I don't mean to say that everybody has tracking issues at very high speeds, especially given that I've only sampled one VR setup out of however many are out there. Nobody else I know locally is willing to plunk down the cash for VR; my own Rift setup is usually their first impression. They're usually, well, impressed. It doesn't spaz out like the dreaded pre-1.12 updates.

And yes, I know that the IMUs provide the bulk of the tracking, with the external IR reference points in either setup to correct for drift (which happens a lot with unassisted IMUs of any sort). I'm just wondering if the drift correction is happening frequently enough, or if errors in the drift correction for whatever reason (say, moving the Touch controllers at really fast speeds causes the IMU to buffer overflow somewhere and reverse for a split-second, causing the zig-zag effect when it errors and self-corrects mid-swing) are responsible for what I'm seeing. It's clearly not normal, even though anything short of a really hard swing gets tracked just fine.
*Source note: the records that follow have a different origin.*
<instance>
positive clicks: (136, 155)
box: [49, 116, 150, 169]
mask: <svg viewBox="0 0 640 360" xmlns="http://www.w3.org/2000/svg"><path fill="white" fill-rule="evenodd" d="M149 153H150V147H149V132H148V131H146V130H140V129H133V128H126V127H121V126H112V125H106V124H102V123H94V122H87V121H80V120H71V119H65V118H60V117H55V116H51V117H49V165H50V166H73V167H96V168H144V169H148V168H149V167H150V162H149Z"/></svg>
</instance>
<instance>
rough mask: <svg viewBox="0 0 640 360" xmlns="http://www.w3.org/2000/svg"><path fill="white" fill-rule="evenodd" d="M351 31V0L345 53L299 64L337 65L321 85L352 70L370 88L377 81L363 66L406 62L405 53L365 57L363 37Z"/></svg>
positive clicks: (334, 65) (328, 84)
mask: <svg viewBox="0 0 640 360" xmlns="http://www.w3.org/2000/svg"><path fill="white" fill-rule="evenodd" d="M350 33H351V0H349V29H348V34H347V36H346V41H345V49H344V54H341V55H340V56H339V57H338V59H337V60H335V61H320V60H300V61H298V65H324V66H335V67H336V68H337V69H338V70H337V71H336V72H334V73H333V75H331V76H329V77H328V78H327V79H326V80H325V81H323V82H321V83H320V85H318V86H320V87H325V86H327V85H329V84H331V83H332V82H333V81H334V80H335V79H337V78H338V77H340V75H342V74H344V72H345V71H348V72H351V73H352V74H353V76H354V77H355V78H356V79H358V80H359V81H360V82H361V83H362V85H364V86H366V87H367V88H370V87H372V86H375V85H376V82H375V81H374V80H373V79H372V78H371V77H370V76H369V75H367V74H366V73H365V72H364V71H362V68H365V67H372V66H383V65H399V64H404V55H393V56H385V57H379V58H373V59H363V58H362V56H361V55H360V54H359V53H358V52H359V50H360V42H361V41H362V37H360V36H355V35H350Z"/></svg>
Oculus Tray Tool is installed, of course. Fresco Logic registry tweaks are set; it's the first thing I had in mind when I ordered that card.

However, that means I've only got one setup to test and troubleshoot. It's not something I can easily troubleshoot, either, but I think I'll have a good opportunity to rule out performance-related stuff soon.

You see, a friend of mine wants me to build a new computer soon-ish, since the last one I built for him was an old i5-2600K/GTX 460 box from years ago. With a budget of around $1,100 tops (shooting for $800 to $1,000), that should be able to net me some pretty good hardware, at least Kaby Lake or Coffee Lake i5 and a GTX 1060 6 GB, shooting for better if holiday sales permit it. (1070 would be great, but likely out of budget.) I could give the system a VR test drive before I send it out, should he actually go through with this.

Other than that, though? I don't use supersampling at a global level (Oculus Tray Tool has it set to 0), preferring to adjust that in-game since most VR games have the option as part of their graphics settings. What's weird is that they generally perform just fine and dandy, except when they hiccup for just a sec. Maybe I better run some DPC latency monitoring utilities and see what that shows me.

Also, it's only VR games where it tends to happen; I've been playing the hell out of Destiny 2 lately, and that game's just smooth as butter. Can't even remember it dipping below 60 FPS, and it's usually hitting the 120 FPS cap I set (FG2421 can't refresh faster than that).

Even in VR, I just dove into a few minutes of Aircar when I found it in the Oculus Store again, and since it runs on Unreal Engine 4, it doesn't seem to have the "inexplicable low FPS cap" problem Unity games randomly get. Heck, even Raw Data seems to perform more consistently than said Unity games, and Raw Data is so demanding that I have to keep everything around low or medium for framerate's sake. Any Unity game in VR is a total crapshoot as to whether it runs flawlessly or caps its FPS into judder hell the moment I launch it, because I can tell you that GORN, COMPOUND, and so on will run just fine when they aren't capping themselves. Usually, this means launching them outside of SteamVR for whatever reason, as the alpha builds executed directly from File Explorer never did it, but launching them through SteamVR almost always did.

Another potential factor is that I don't have the drive space to put my games on proper SSDs, so I have a 4 TB total RAID 0 array (which only has about 276 GB left, so I better find a 6 TB or larger drive that isn't hampered with SMR soon). Anything that thrashes said drive array (which my VR games are obviously stored on) is going to have load times go through the roof, and it feels like Intel chipset software RAID hammers the CPU a lot more than necessary. Never mind that the OS is installed on an 850 EVO; HDDs in general seem to slow down computers greatly at this point.